Wednesday, August 15, 2007

How Does it Affect Us, You Ask?

It has been a tough three weeks: what started out as a concern for the investors in derivatives, bled into concern about investors in equity, and has now made its way into concern about pricing in all asset classes and what effect all of these events will have on the US economy.

The banks, and I suppose soon the prime brokers, have shut down leverage funding for the hedge funds. Traditional investment companies have suspended their purchases of derivative products. So now that there is no more liquidity for mortgage derivatives and no institution wants to add mortgage paper to their books, funding has dried up for the mortgage originators. So that's the temporary end of easy money in the US housing market. It also seems to be the end of easy money in other housing markets as well - RAMS in Australia, Northern Rock in the UK.

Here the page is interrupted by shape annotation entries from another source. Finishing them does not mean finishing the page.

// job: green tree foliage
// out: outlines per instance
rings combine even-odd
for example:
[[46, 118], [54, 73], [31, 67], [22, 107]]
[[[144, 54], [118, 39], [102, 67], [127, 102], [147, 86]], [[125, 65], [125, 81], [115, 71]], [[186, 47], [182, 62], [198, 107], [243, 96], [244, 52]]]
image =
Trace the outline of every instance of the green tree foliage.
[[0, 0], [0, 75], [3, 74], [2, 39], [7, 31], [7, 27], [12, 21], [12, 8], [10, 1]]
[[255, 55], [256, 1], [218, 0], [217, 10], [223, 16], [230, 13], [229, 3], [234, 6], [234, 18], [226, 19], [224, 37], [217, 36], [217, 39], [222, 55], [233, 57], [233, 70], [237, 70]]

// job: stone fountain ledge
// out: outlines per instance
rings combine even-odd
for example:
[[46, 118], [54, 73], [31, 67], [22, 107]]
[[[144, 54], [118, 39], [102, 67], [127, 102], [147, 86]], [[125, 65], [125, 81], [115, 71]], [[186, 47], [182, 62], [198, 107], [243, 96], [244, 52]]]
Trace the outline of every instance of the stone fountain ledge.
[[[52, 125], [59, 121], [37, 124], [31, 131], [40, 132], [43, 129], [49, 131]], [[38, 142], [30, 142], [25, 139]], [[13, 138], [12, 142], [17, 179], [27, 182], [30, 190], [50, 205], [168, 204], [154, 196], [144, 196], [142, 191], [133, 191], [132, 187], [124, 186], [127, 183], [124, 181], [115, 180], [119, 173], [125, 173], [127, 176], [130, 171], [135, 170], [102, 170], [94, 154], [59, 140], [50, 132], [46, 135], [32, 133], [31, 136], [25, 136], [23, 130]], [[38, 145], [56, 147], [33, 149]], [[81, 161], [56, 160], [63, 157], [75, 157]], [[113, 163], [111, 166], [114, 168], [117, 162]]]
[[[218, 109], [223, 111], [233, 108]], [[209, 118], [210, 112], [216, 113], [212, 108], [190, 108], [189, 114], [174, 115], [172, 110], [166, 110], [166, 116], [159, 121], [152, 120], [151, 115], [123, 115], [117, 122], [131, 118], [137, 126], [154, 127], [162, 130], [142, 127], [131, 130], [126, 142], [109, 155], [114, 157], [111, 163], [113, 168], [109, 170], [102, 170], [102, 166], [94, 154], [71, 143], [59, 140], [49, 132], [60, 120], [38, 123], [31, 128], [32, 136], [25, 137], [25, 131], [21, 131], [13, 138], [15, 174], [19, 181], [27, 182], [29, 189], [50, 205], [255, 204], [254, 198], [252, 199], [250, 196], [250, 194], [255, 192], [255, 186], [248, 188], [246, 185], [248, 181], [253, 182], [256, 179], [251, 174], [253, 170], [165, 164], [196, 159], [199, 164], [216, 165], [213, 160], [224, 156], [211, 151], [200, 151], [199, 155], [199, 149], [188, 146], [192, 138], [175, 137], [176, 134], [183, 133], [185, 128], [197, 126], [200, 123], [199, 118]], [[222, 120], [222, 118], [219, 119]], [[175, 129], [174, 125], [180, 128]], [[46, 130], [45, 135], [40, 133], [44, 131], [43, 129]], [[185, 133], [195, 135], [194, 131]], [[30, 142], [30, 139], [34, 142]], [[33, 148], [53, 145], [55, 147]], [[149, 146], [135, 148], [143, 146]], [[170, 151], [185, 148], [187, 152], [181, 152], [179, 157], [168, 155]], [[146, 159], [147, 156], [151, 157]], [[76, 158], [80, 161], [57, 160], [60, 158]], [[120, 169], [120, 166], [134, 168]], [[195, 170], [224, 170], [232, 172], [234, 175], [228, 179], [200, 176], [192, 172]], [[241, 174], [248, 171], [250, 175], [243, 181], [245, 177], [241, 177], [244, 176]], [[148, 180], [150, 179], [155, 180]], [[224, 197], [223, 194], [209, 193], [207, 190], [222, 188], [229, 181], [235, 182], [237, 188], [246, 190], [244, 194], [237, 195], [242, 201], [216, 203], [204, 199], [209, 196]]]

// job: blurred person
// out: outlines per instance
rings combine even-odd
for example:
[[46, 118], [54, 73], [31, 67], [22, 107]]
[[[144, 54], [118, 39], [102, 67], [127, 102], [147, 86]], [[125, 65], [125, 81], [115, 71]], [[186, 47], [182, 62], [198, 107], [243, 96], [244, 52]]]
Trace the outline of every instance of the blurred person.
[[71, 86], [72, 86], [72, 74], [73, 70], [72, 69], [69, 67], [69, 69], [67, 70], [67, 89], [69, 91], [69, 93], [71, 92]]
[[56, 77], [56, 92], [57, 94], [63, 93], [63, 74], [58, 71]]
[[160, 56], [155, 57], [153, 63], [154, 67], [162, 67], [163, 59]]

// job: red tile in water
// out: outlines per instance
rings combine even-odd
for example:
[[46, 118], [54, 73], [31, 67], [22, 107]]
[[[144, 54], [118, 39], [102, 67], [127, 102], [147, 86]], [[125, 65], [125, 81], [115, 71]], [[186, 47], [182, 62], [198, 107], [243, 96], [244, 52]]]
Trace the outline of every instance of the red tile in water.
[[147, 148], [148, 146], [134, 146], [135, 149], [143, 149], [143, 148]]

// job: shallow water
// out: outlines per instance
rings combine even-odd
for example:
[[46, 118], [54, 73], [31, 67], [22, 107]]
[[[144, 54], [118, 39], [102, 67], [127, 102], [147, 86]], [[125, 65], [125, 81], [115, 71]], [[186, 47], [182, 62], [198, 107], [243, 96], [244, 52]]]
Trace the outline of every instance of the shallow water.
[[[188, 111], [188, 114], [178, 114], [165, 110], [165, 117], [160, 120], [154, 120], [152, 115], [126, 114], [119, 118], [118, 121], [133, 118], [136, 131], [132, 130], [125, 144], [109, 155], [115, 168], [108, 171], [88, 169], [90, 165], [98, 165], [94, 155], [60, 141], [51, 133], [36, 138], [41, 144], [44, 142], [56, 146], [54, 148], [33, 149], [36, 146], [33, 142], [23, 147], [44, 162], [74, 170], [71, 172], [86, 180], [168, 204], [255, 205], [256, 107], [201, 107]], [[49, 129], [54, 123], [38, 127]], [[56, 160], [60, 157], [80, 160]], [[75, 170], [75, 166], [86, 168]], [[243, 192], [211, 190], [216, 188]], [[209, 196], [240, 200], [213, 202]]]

How did this US mortgage problem impact other mortgage origination markets? They all get funding from the same cabal of derivative specialists and buyers. Rates are going up everywhere for borrowings, risk appetite for the products has disappeared and it looks like the business is going to at least temporarily revert to the old days where banks originated, funded and held the mortgages.

So far so good. We've been waiting for the credit markets to return to rational pricing and for the resulting unwind of leverage created by the easy credit. The problem is that everything under the sun, especially in the US, is affected by leverage. So as the deleveraging progresses, asset prices fall - homes, companies, commercial properties. As asset prices fall, risk appetites fall, and all perceived higher risk assets (derivatives of all kinds, emerging markets) get whacked while the only "riskless asset" (US T's) go up.

This multiple year asset inflation period also created real and perceived income streams: IBank bonuses at the top of the pyramid, consumer equity lines at the bottom. These incomes stop growing and drop, in many cases to zero. But even worse is the psychological impact of flat or declining asset prices and there resulting income streams: when your house stops increasing in price, stocks are falling and you're as levered up as you can be, well, you stop spending - on a dime.

Consumer spending in the US is one of the most important support structures to world economic growth. If growth this year is projected at 3.5% world wide, how much of that is due to the voracious appetite of the US consumer? Not sure, but its bigger than a thimbleful. It's certainly a huge (70%?) part of US growth. So a retrenching US consumer is like to lead to a slower US GDP growth, maybe recession; it is also likely to lead to a slowdown in world wide GDP growth. That relationship will be the most interesting one to watch.